Film shows potential gas drilling risks in county

A local video producer has released a short film warning of the potential dangers and negative effects of natural gas drilling on Luzerne County.

“Frack to the Future: What Luzerne County needs to know about Gas Drilling” focuses on the proximity of proposed drilling operations near drinking water supplies and the implications of truck traffic on U.S. Route 11 or neighboring roadways if the Wyoming Valley Sanitary Authority follows through with a plan to build a proposed drilling wastewater treatment facility in Hanover Township.

The film, produced by Scott Cannon, owner of Video Innovations in Plymouth, features interviews with state Rep. Phyllis Mundy, state Rep. Eddie Day Pashinski and Dr. Tom Jiunta, founder of the Gas Drilling Awareness Coalition (GDAC).

A member of the GDAC himself, Cannon said Monday that he thought producing the film was “the best way I could educate people on what may come. If there is a gas boom in Luzerne County, it’s going to change the future of the Wyoming Valley. I don’t think it’s going to change it for the better.”

Cannon said the film is not meant to be a balanced “news piece,” but a presentation on “the negative aspects of what may happen” if drilling in the county takes off like it has in the Northern Tier counties of Bradford, Susquehanna and Tioga.

The video can be viewed at http://www.youtube.com/user/GADCLuzerneCounty. It soon will be posted on the GDAC website – gdacoalition.org.

Cannon said a goal of the film in addition to education is to help promote House Bill 2694, which, coincidentally, Mundy introduced on Monday.

The bill calls for a three-year moratorium during which no new permits could be issued for the discharge of drilling wastewater into surface waters.

The bill also would restrict well site preparations or drilling from occurring within flood plains and would require notification of a driller’s permit application be given to the applicable municipality, county, county conservation district, state Fish and Boat Commission and local community water system when new permits are again issued.
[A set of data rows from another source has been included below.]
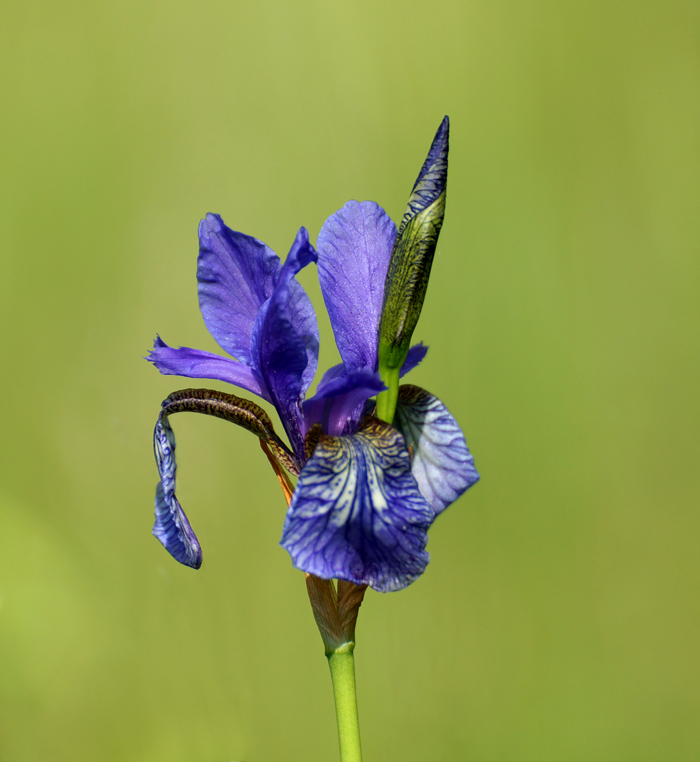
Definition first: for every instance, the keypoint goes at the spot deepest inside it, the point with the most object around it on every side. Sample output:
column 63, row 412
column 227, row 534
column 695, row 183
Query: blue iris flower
column 367, row 491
During the moratorium, the state Department of Environmental Protection would be required to evaluate potential alternatives for wastewater disposal and then enforce those alternatives, provided they are environmentally sound.

DEP also would be required to establish an online tracking system to monitor the storage, transportation and disposal of oil and gas drilling wastewater.

Also under the bill, DEP would be required to conduct site visits before issuing erosion and sediment control permits, and permits would be issued only to applicants that develop appropriate erosion and sediment control and storm water management plans.

Mundy said the legislation would require DEP, the Department of Conservation and Natural Resources, and the Fish and Boat and Game commissions to work together to provide an all-encompassing report on the impact of drilling and future oil and gas activities.